No offers have been made on the historic Sonora Dome, and an appraisal on the value of the 138-acre Wildcat Ranch property will be available in a few weeks, Sonora Union High School District Superintendent Pat Chabot said Tuesday at a meeting of the district Board of Trustees.
“We would welcome any offers,” Chabot said to those in attendance, adding that, despite the many-year ownership of the Dome, no one has ever offered to “write a check” for the property.
“We’re willing to discuss any options.”
Tuolumne County Arts Alliance Executive Director Lisette Sweetland sought to clarify with the board the tiered process of notifying public agencies about the potential sale of property, and stipulated that, hypothetically, she could make an offer at any time.
After the meeting, Sweetland said she was remaining “cautious and vigilant” about the property, but the alliance is still “waiting” on the idea of submitting an official offer.
“I don’t want to do anything hasty,” she said. “We’re the tenants. Our landlord has just put our house on the market.”
The alliance rents two buildings next to the dome that have also been designated surplus property.
Board Secretary Cindy Costello indicated to Chabot that Tier 2 notices about the sale of the property were sent out on Tuesday.
The board must prioritize the submission of bids from Tier 1 entities, which include low-income housing organizations, parks and recreation agencies, the Sonora Public Works Department and Sonora Elementary School. Notices were sent to Tier 1 entities on Jan. 16, after the board declared the Dome surplus property.
Tier 2 entities include state education and regulatory agencies, the County of Tuolumne, the City of Sonora, and all the other school districts in the county.
According to the surplus property requirements, Tier 2 submissions can be considered for 60 days after Jan. 16, or until March 17.
Tier 3 entities, which include nonprofit organizations and other public and private groups, can submit official bids for the property 120 days after the first notices were sent to Tier 1 entities, or May 16.
Any of the groups can make proposals to buy or lease the property at any price, but the prioritized bid process is not a commitment from the district to accept any of the offers before others are submitted.
Potential proposals are required to be made public at future board meetings.
Advisory Committee member Ty Wivel also mentioned seeing ads “in the paper” about the sale of the Dome, and also asked for clarification about whether the tiered system bars submissions from Tier 3 organizations at this time.
Chabot confirmed that any offers can be submitted at any time but, according to education code, the first tiers are given the opportunity to submit proposals first.
The board has not declared Wildcat Ranch surplus property, which would allow the 138-acre plot at the corner of Tuolumne and Wards Ferry roads to be considered for sale or lease in the same process as the Sonora Dome.

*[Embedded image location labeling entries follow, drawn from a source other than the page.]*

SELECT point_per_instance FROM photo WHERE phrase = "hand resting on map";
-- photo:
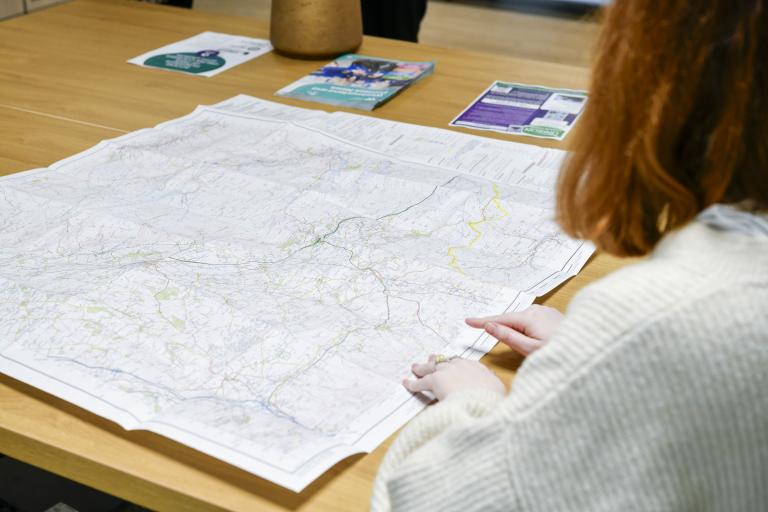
(524, 332)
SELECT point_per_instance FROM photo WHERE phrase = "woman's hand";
(446, 376)
(524, 331)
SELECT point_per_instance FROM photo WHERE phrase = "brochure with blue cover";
(357, 81)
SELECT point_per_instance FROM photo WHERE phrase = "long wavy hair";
(677, 120)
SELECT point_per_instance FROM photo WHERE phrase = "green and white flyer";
(206, 54)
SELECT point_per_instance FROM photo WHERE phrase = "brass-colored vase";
(316, 29)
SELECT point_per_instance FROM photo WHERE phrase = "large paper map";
(254, 280)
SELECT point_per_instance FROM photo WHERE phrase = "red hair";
(677, 120)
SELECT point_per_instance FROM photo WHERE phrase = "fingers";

Chabot said that, despite ongoing deliberations about the future of the property, a private appraiser has been hired to determine an actual value.
The appraiser was contacted about a week and a half ago, he said, and three to four weeks will be required to determine the value.
Board President Jeanie Smith said the board is still in discussions and has not yet reached a decision to designate the entire, or a portion of, the property as surplus.
The ranch has been the subject of greater private interest than the Dome. Some nonprofit organizations have advocated for a park or recreation center at the site, while others have suggested building commercial structures or allowing the entire property to be developed as a widespread agricultural campus.
Additionally at the meeting, the board heard a presentation from Sonora High School student and Future Farmers of America Vice President Britain Traub about the weekend Farm to Table dinner, which was attended by about 280 people; a presentation about the science department at the high school; and a discussion about the district safety plan and a state law banning firearms on school grounds with regard to the Marjory Stoneman Douglas High School shooting in Parkland, Florida, during which 17 people were killed.